The report was published by the Japanese Ministry of Agriculture, Forestry and Fisheries (MAFF) earlier this year, and also highlighted that the food manufacturing industry had contributed to the largest amount of food loss amongst other industries dealing with food such as wholesalers, retailers and foodservice.
Food loss here as defined by MAFF is ‘food that could originally have been eaten but was discarded regardless’.
“The amount of food loss resulting from businesses (3.24 million tonnes) has been higher than that from households (2.76 million tonnes), and furthermore, household food losses have decreased by 3% (80,000 tonnes) as opposed to 1% (40,000 tonnes) in businesses,” said MAFF via the report.

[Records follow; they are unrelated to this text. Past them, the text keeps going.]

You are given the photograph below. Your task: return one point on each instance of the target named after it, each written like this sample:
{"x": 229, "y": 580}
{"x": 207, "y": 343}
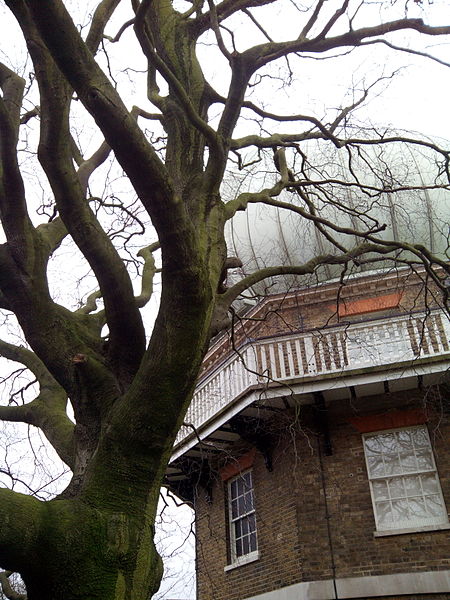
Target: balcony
{"x": 335, "y": 357}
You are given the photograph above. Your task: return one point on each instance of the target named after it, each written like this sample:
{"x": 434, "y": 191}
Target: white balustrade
{"x": 333, "y": 350}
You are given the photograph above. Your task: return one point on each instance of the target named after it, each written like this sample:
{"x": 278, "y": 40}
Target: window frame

“As a whole, the overall food loss amount per Japanese person is estimated at around 48kg per year, which is roughly equivalent to each person throwing a bowl of rice away on a daily basis.
“Amongst businesses, food manufacturing firms contributed to the largest amount of loss at 1.26 million tons [which was 100,000 tons more than] foodservice at 1.16 million tons and far more than food retailers (660,000 tonnes) or food wholesalers (160,000 tonnes).

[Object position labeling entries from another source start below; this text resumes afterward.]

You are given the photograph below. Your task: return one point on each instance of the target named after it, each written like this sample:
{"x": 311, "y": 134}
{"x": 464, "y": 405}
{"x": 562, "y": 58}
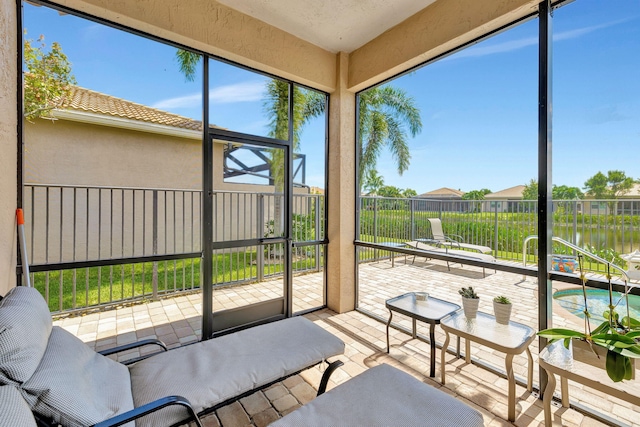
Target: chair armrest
{"x": 133, "y": 345}
{"x": 148, "y": 408}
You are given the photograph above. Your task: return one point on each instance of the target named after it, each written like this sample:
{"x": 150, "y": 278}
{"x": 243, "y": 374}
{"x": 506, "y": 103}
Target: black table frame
{"x": 432, "y": 321}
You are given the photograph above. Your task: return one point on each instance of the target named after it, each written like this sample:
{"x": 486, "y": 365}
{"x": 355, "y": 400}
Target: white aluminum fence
{"x": 93, "y": 246}
{"x": 607, "y": 228}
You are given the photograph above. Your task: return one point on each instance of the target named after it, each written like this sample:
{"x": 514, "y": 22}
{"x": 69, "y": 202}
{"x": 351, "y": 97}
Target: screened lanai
{"x": 242, "y": 240}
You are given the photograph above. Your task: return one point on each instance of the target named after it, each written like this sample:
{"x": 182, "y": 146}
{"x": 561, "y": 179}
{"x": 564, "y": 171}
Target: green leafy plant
{"x": 468, "y": 293}
{"x": 620, "y": 336}
{"x": 501, "y": 299}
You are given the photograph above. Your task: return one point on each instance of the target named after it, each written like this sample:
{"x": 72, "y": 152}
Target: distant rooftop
{"x": 444, "y": 192}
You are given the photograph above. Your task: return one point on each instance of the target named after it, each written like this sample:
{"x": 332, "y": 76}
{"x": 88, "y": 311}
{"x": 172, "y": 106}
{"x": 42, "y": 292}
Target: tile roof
{"x": 83, "y": 99}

“For food manufacturing, this is actually an increase of 500,000 tonnes from the previous year which saw food loss values at 1.21 million tonnes [which is worrying] as the government has set a 2030 target to reduce food losses in businesses to at most 2.73 million tonnes, which would be half the amount loss in 2000.”

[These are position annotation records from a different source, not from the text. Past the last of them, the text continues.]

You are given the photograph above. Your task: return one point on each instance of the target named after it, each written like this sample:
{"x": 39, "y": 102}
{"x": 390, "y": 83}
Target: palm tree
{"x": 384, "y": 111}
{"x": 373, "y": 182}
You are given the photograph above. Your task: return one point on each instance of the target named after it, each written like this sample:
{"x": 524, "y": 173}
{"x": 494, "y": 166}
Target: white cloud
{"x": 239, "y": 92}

In relation to this, MAFF has published a series of documents targeted at aiding efforts to reduce business food loss, calling for change to be implemented in the food business such as the removal of practices contributing to food loss.
“Some of the most major factors causing business food loss in Japan include business customs and practices such as the so-called ‘one-third rule’ and excessively freshness-oriented consumers,” said MAFF.
“So in order to reduce this loss, it is necessary to make efforts for change in the entire food chain, such as co-operations between the manufacturing and distribution sides, and promoting consumer education and understanding.”
The ‘one-third rule’ in Japan refers to a business practice where delivery of a food product from manufacturer to retailer must be made within the first one-third of the product’s shelf-life, and the sales for it must be limited to within the first two-thirds.
“Delivery deadlines could be relaxed from one-third to one-half to reduce the amount of foods being refused by supermarkets and other stores which would [reduce food losses], and the ministry is also promoting the display of expiration dates in year-month format and not year-month-day to prevent delivery refusals and avoid losses due to first-in-first-out rules,” said MAFF.
In addition, the government has also run projects to reduce food loss at convenience stores, such as the ‘Another Choice’ campaign in Lawson stores in 2019 – food products such as rice balls and bentos close to expiration date were sold with ‘Another Choice’ stickers and five points (worth five yen) would be given to purchasers for every 100-yen purchase.
Don’t purchase ‘from the back’
The Japanese public has also been called upon to put down their obsession with freshness and opt to purchase food products ‘from the front’ of aisles where they are displayed, whether in supermarkets, convenience stores or other retail outlets.
“In order to reduce food loss locally, Japanese consumers must know that it is important to not only prevent food loss at home, but also at shops when they are purchasing food,” said MAFF.
“One of the best ways to do this is when shopping at a store for food, do not take the product from the back but buy this from the front in the order of the expiration date displayed.
“Sometimes a product that has an outer cardboard packaging might be slightly scratched or dirty, [don’t reject these] if there is no problem with the contents. Try to buy discounted products with a near expiration dates, but only get the amount you can eat and leave no leftovers.”
Japan also implemented a Food Recycling Law in 2019 aimed at reducing local food losses to hit its 2030 reduction targets.